Driedger's storybook night helps the Kraken stay hot, in win at Calgary

Florida Panthers v Seattle Kraken

SEATTLE, WASHINGTON - DECEMBER 12: Chris Driedger #60 of the Seattle Kraken warms up before the game against the Florida Panthers at Climate Pledge Arena on December 12, 2023 in Seattle, Washington. (Photo by Steph Chambers/Getty Images)Photo: Steph Chambers / Getty Images Sport / Getty Images

Alex Wennberg broke a tie game with his first career goal against the Calgary Flames in the third period, supported by Chris Driedger’s return to the crease in a 2-1 win for the Seattle Kraken on Wednesday night at Scotiabank Saddledome.  

The night belonged to Driedger, who earned first star efforts in his first game back in the NHL since May 1, 2022 – right before blowing out his ACL in a World Championships game with Team Canada, and missing most of last season either in recovery or the American Hockey League. He lost the backup job to begin the season to Joey Daccord (with the now-injured Philipp Grubauer starting in the primary role), and returned to grab the victory on the same ice surface where he furnished his WHL career with the Calgar Hitmen.  

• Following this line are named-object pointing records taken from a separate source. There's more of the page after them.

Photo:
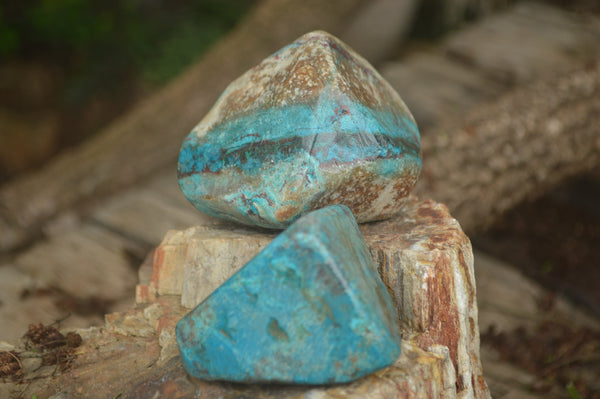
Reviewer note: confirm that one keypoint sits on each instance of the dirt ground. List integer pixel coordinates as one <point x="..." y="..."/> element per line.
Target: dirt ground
<point x="554" y="240"/>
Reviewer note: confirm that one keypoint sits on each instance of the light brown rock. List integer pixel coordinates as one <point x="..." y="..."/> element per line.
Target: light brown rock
<point x="424" y="259"/>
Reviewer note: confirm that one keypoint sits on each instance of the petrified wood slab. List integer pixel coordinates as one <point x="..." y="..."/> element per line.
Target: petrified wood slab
<point x="424" y="259"/>
<point x="426" y="263"/>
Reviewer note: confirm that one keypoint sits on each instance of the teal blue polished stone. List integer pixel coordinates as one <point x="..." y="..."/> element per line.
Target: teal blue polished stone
<point x="312" y="125"/>
<point x="309" y="309"/>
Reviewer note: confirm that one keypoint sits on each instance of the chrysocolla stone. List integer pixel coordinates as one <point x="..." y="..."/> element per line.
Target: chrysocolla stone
<point x="312" y="125"/>
<point x="309" y="309"/>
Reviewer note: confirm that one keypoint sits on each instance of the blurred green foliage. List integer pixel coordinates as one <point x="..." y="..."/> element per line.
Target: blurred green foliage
<point x="98" y="43"/>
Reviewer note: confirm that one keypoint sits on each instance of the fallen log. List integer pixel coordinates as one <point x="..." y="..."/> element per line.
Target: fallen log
<point x="515" y="149"/>
<point x="148" y="138"/>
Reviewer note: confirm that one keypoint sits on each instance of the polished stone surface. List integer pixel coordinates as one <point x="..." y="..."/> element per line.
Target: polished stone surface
<point x="312" y="125"/>
<point x="308" y="309"/>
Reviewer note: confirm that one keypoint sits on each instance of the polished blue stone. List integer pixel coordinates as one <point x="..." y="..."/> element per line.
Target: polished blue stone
<point x="310" y="126"/>
<point x="309" y="309"/>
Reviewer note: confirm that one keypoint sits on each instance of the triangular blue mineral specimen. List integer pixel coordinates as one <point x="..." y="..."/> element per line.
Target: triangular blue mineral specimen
<point x="309" y="309"/>
<point x="312" y="125"/>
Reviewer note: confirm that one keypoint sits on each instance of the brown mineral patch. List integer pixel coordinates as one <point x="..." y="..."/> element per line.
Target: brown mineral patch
<point x="358" y="192"/>
<point x="404" y="185"/>
<point x="285" y="213"/>
<point x="431" y="213"/>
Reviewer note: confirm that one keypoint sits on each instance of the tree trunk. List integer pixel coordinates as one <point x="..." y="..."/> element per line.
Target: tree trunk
<point x="515" y="149"/>
<point x="149" y="137"/>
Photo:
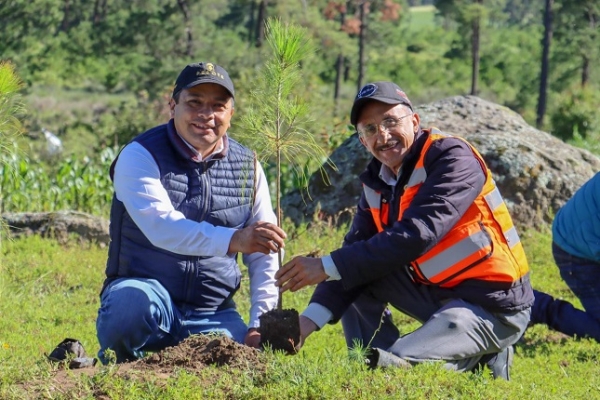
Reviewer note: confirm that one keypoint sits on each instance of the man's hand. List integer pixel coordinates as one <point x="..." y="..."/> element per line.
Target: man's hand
<point x="252" y="338"/>
<point x="260" y="237"/>
<point x="300" y="272"/>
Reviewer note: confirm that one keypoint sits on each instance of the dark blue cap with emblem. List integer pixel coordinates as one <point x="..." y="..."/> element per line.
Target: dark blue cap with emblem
<point x="383" y="91"/>
<point x="203" y="72"/>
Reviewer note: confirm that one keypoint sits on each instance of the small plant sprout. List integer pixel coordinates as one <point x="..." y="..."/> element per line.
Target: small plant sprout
<point x="274" y="124"/>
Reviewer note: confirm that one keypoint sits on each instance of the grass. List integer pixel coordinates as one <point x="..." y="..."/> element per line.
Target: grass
<point x="49" y="292"/>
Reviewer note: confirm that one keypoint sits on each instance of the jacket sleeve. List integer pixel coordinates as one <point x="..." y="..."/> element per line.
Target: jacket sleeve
<point x="362" y="227"/>
<point x="455" y="178"/>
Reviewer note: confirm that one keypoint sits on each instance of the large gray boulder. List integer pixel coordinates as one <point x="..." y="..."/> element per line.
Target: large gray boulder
<point x="535" y="172"/>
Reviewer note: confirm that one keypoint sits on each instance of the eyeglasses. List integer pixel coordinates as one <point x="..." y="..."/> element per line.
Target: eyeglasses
<point x="387" y="124"/>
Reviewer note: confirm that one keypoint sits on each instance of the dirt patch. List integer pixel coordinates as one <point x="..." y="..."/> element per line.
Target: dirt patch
<point x="197" y="352"/>
<point x="192" y="355"/>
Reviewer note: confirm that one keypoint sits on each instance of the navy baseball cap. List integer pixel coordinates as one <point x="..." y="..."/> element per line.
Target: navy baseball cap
<point x="203" y="72"/>
<point x="383" y="91"/>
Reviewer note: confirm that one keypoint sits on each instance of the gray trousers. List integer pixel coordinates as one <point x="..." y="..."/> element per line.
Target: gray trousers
<point x="455" y="332"/>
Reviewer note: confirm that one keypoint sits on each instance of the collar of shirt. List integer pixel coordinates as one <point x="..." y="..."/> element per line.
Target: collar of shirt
<point x="189" y="152"/>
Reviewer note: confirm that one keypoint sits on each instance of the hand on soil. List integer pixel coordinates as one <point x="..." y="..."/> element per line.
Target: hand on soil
<point x="300" y="272"/>
<point x="260" y="237"/>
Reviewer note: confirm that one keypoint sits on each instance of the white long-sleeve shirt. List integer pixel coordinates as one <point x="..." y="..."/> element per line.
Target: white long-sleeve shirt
<point x="137" y="185"/>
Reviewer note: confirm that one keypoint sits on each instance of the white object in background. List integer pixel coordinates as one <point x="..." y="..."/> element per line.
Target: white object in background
<point x="54" y="144"/>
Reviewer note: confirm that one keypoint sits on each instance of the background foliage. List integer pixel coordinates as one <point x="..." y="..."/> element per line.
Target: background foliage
<point x="97" y="73"/>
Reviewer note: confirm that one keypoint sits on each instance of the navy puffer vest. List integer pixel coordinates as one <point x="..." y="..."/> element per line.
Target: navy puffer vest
<point x="218" y="191"/>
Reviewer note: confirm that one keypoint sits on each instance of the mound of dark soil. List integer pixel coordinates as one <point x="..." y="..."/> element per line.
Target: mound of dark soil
<point x="199" y="351"/>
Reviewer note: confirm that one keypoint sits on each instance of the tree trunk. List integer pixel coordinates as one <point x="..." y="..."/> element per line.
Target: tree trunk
<point x="586" y="65"/>
<point x="475" y="52"/>
<point x="361" y="45"/>
<point x="99" y="11"/>
<point x="64" y="25"/>
<point x="251" y="27"/>
<point x="585" y="71"/>
<point x="183" y="5"/>
<point x="546" y="42"/>
<point x="260" y="22"/>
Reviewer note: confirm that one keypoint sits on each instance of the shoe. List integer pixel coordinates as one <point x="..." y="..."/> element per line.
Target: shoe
<point x="500" y="363"/>
<point x="378" y="358"/>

“Really happy for him,” said Kraken head coach Dave Hakstol. “He's worked hard to have that opportunity. He was a difference maker.” 

The Kraken earned just their second win in ten tries, lifetime against the Flames, and are now 5-0-2 in the last seven games while sticking to within three points of the final wild card spot.  

Kailer Yamamoto scored in the first period for the Kraken, while Nazem Kadri earned Calgary’s only goal on a first period power play.  


1. Chris Driedger’s night was storybook stuff: Not to turn this usual entry into a goalie pat-on-the-back column, but the good hits just keep on coming these days for Kraken goaltending. Joey Daccord’s been red hot ever since the start of December. It’s about time he got the night off with a game against a surging Philadelphia team, and the Winter Classic right around the corner, while Philipp Grubauer is still on the mend.  

What Driedger did wasn’t easy.  

“I’m tired,” said Driedger after the win.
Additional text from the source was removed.